Glancing Back, and Remembering Gino Cimoli

Gino Cimoli was a much-traveled and much-valued outfielder who played from the mid-1950s to the mid-1960s. He played for seven different major league clubs in a 10-year career, the valuable reserve who could play any of the outfield positions and cause problems for opposing pitchers when he came to bat.

As a rookie with the Brooklyn Dodgers in 1957, Gino Cimoli batted .293 and was a member of the National League All-Star team.

Cimoli was signed by the Brooklyn Dodgers in 1949 and made his major league debut in 1956. In 1957 he hit .293 for the Dodgers with 10 home runs and 57 RBIs. He was a member of the National League All-Star team that season.

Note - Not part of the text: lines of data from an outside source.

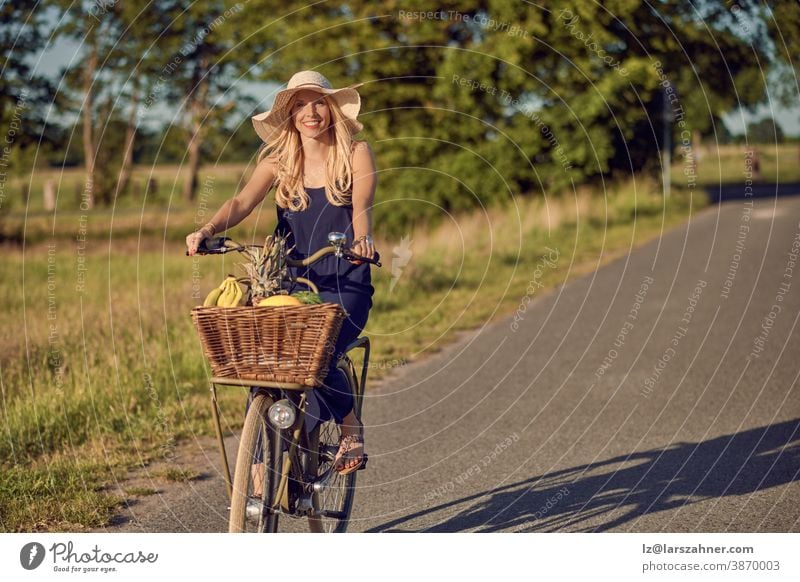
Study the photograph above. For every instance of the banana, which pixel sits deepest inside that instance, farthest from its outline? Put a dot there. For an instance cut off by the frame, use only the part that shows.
(227, 295)
(212, 298)
(237, 294)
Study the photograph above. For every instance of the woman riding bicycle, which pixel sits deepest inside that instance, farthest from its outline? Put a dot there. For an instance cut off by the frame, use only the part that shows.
(324, 181)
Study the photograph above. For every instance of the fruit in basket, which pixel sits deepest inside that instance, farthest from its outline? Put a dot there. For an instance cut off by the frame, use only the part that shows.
(267, 268)
(213, 297)
(279, 300)
(308, 297)
(228, 294)
(232, 294)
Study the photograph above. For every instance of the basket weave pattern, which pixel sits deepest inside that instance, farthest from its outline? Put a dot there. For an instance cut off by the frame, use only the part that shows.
(273, 344)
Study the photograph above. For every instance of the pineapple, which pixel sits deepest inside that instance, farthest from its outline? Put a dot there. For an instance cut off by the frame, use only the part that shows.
(267, 269)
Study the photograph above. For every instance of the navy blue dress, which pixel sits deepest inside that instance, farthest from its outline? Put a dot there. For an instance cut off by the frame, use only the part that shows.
(339, 281)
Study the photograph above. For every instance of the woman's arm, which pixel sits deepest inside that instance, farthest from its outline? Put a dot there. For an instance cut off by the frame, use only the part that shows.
(236, 209)
(365, 181)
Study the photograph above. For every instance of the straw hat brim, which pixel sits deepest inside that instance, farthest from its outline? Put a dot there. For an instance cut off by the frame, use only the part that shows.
(270, 123)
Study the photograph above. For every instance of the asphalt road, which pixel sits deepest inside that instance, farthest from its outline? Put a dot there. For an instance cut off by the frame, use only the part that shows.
(658, 393)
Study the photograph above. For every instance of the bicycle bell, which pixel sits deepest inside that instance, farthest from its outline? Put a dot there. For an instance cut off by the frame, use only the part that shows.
(338, 240)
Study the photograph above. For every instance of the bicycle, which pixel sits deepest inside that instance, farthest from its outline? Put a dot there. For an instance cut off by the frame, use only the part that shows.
(299, 479)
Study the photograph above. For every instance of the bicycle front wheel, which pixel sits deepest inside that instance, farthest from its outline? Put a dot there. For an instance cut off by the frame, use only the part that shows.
(257, 473)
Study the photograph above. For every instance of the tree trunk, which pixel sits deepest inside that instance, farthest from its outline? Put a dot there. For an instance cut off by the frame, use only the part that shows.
(193, 166)
(130, 135)
(87, 197)
(198, 115)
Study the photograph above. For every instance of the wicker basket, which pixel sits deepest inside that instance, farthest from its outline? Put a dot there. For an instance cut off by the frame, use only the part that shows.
(274, 344)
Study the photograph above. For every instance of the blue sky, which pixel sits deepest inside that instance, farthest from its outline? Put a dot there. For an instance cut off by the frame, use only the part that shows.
(63, 51)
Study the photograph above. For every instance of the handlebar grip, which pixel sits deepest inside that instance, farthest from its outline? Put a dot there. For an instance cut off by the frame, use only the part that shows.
(212, 246)
(375, 260)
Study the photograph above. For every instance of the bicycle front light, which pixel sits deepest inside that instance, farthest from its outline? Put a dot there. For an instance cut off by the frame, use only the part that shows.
(282, 414)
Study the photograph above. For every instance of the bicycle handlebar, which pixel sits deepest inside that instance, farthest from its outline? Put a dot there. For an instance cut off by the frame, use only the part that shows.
(219, 246)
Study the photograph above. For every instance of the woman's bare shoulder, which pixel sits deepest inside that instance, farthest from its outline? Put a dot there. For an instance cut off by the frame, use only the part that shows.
(360, 145)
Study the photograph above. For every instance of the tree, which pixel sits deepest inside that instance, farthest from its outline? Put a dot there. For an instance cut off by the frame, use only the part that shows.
(24, 96)
(764, 131)
(481, 100)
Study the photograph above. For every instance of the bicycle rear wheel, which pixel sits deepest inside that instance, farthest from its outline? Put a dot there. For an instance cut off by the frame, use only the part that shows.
(335, 503)
(249, 512)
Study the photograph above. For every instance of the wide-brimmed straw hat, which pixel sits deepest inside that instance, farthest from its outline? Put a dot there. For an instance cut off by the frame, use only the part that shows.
(270, 123)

Cimoli’s first “move” as a major leaguer was with the Dodgers, going with the team to Los Angeles for the 1958 season and being the first major league player to bat on the West Coast when he led off on Opening Day in San Francisco. Cimoli hit .246 for the Dodgers in 1958, and was traded after the season to the St. Louis Cardinals for Wally Moon and Phil Paine.

Cimoli hit .275 for the Cardinals in 1959, with eight home runs and 72 RBIs. Following that season, he was traded with Tom Cheney to the Pittsburgh Pirates for Ron Kline.

In Pittsburgh, Cimoli was used primarily as the team’s fourth outfielder, hitting .267 with 14 doubles and 28 RBIs in 1960. He batted .250 in the 1960 World Series. During the 1961 season, the Pirates sent Cimoli to the Milwaukee Braves for Johnny Logan, and he finished the 1961 season with the Braves … only to be selected by the Kansas City Athletics in the 1961 Rule 5 Draft.

Gino Cimoli batted .275 for the Kansas City Athletics in 1962, leading the major leagues with 15 triples.

Gino Cimoli batted .275 for the Kansas City Athletics in 1962, leading the major leagues with 15 triples.

Cimoli hit .275 for the A’s in 1962, his best all-around season in the major leagues. He hit 20 doubles and 10 home runs, with 71 RBIs. His 15 triples were the most in the majors that season. He followed with another solid year in 1963, batting .263 with 19 doubles, 11 triples and 48 RBIs.

Cimoli was released by Kansas City in May of 1964 after appearing in only four games with the A’s, and signed as a free agent with the Baltimore Orioles, batting .138 in only 38 games. He was released by Baltimore after the 1964 season and signed with the California Angels, but played in only four games with the Angels in 1965 before retiring.

Cimoli finished his major league career with 808 hits and a .265 batting average.